Cypress Semiconductor Corporation’s (CY) third quarter earnings beat the consensus by 7 cents.


Revenue for the quarter was $178.7 million, up 14.7% sequentially and down 19.7% year over year.

The Consumer and Computation (CCD) and Memory and Imaging Division (MID) grew sequentially, while the Data Communications Division (DCD) declined. Revenue was over the top end of management’s guidance range of $145-153 million range (up 4-10% sequentially).

The company shipped 136 million units in the last quarter (up 21.4%), and the average selling price (ASP) declined 5.0% to $1.32. The blended ASP declined 5.5% to $1.31.

Revenue by Segment

The CCD segment generated 44% of revenue (up 26.5% sequentially), DCD 14% (down 1.6%) and MID 40% (up 8.3%). The double-digit growth in the CCD segment was driven by strength in the company’s TrueTouch touchscreen products, as well as increased USB shipments into the seasonally strong computing end market. The MID segment was driven by market share gains in the SRAM business, as well as strengthening demand in the communications market.

Management stated that it was of the opinion that distributor inventories had not been restocked and channel inventories were lean all through the quarter. The company generated around 63% of its third quarter revenue through distributors.

The revenue distribution by geography was as follows—North America 23% (up 9.9% sequentially), Europe 11% (up 5.2%), Japan 10% (up 14.7%) and other Asia 56% (up 19.0%).


Total orders increased 8.4% in the last quarter, following two straight quarters of double-digit increase. CCD orders were down 1.3%, DCD down 16.6% and MID up 36.1%. The average book-to-bill ratio was 1.21.

The six-month backlog increased double-digits for the third consecutive quarter. Our calculations indicate that turns sales started increasing again in the last quarter, with lead times moderate at 4-8 weeks.

Operating Results

The pro forma gross margin for the quarter was 51.9%, up 774 basis points (bps) from the previous quarter’s 44.2%. Wafer starts and utilization rates continued to increase in the last quarter, leading to better cost absorption, and thus, higher margins.

The average utilization rate was 69% in the third quarter, compared to 59% in the second quarter an all-time low of 34% in the first quarter. The highest-margin DCD business declined, although CCD increased, as did the lowest-margin MID.

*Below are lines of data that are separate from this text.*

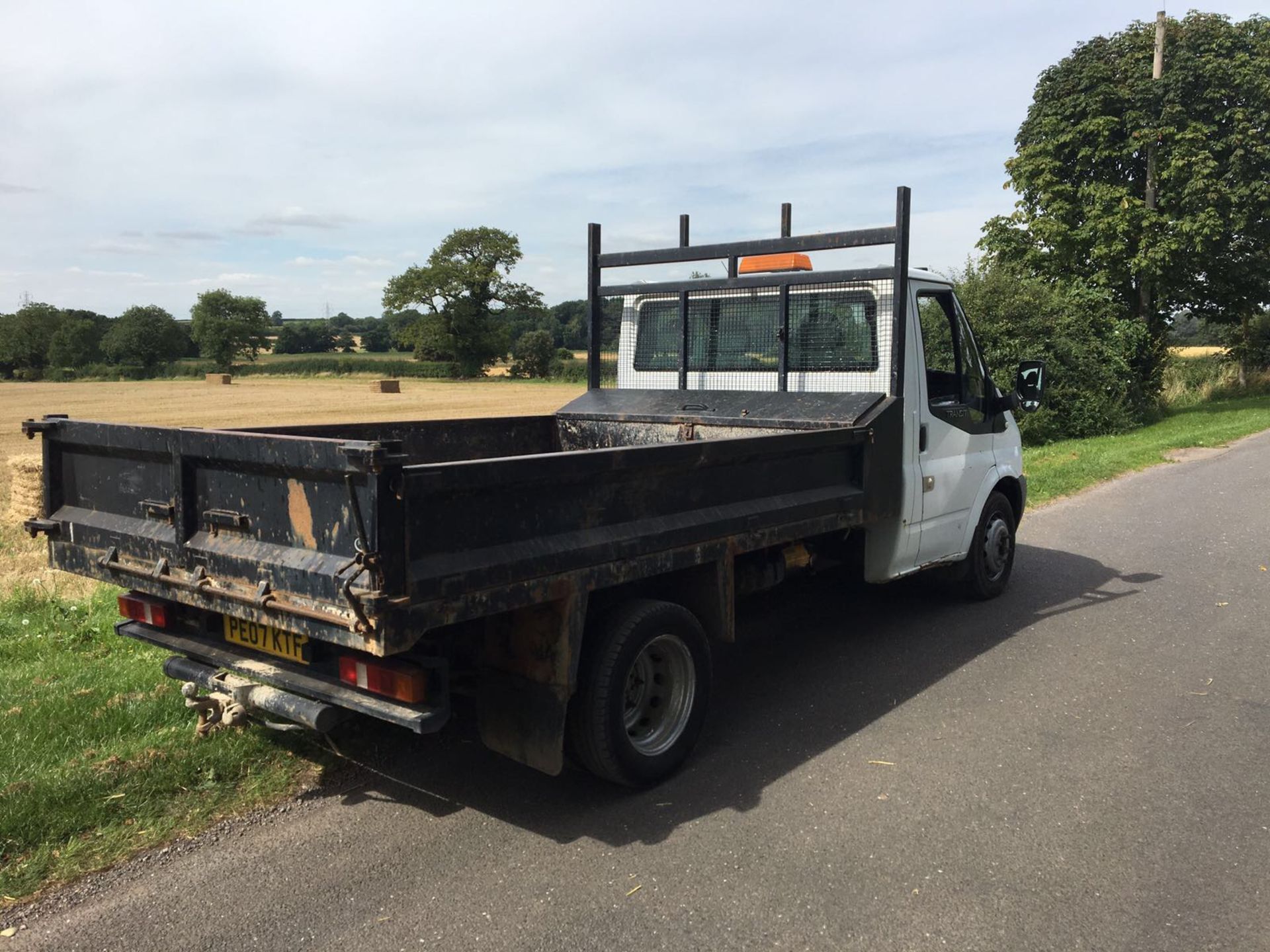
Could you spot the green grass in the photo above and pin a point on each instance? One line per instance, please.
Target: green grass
(98, 757)
(1071, 465)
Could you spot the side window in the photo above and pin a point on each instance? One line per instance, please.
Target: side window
(943, 377)
(972, 371)
(954, 372)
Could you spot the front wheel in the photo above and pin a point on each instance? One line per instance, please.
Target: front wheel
(643, 690)
(991, 559)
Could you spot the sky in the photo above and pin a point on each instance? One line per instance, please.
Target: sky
(305, 153)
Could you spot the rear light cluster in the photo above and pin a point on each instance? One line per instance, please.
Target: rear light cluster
(140, 608)
(396, 680)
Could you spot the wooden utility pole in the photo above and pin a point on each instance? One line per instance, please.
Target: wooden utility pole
(1152, 190)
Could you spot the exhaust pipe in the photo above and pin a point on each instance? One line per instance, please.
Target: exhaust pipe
(259, 697)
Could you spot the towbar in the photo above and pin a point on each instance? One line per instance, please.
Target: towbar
(257, 697)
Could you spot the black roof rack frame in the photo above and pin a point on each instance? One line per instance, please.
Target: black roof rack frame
(894, 235)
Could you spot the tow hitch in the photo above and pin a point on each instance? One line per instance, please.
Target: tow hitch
(230, 699)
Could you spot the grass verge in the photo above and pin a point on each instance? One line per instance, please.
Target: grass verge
(99, 760)
(1071, 465)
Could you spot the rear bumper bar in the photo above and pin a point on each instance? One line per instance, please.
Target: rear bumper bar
(422, 719)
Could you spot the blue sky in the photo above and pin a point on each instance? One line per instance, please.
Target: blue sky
(306, 153)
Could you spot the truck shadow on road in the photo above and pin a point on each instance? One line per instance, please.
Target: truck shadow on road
(816, 662)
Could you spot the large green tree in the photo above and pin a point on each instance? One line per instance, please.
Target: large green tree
(78, 339)
(229, 327)
(145, 335)
(26, 337)
(1081, 172)
(466, 285)
(304, 338)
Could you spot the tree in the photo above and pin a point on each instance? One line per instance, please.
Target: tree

All the major segments expanded margins in the last quarter. CCD generated a GAAP gross margin of 49.5% (up 864 bps), DCD 64.2% (up 689 bps) and MID 43.4% (up 1,458 bps). Operating expenses of $75.8 million were lower than the previous quarter’s $74.7 million. The operating margin was 9.5%, up 1,325 bps sequentially from -3.7%.

All the three main heads of expenses (COGS, R&D and SG&A) decreased as a percentage of sales. However, the biggest decrease was in COGS, followed by R&D, and then SG&A.

The pro forma net income was $19.3 million, or a 10.8% net income margin compared to loss of $3.8 million, or 2.4% in the previous quarter and net loss of $18.4 million, or a 8.3% in the prior-year quarter.

Including restructuring charges, acquisition-related costs, deferred stock compensation, amortization of intangibles, loss on sale of investments, non-cash accounting charges and other charges, the fully diluted GAAP loss was $19.7 million (13 cents per share) compared to loss of $45.3 million (32 cents per share) in the previous quarter and loss of $24.1 million (16 cents per share) in the prior-year quarter.

Balance Sheet

Inventories at quarter-end were $84.6 million, yielding inventory turns of 4.1x. Around $15 million of the inventory is being held on account of last time buys to support the closure of the Texas fab. Management stated that another $6 million related to non-cash capitalized FAS 123R charges.

Days sales outstanding (DSOs) were around 53 days. Cypress ended with a cash and investments balance of $246.4 million. The company generated $24.3 million in cash from operations in the last quarter.

Management provided guidance for the fourth quarter. Accordingly, revenue is expected to lie in the $180-185 million range (up 1-4% sequentially). The gross margin is expected to be in the 52% range (+/-½ a percentage point), helped by a higher factory utilization rate (in the 75-80% range).

Operating expenses are expected to be $74-75 million. Other income/expense is expected to come in at around $0.4 million, and taxes around $900K. The basic share count is expected to be 157-159 million and the diluted share count 197-199 million. The consolidated non-GAAP EPS is expected to be 10 to 11 cents. The fourth quarter capex is estimated at $12 million, and depreciation $12 million.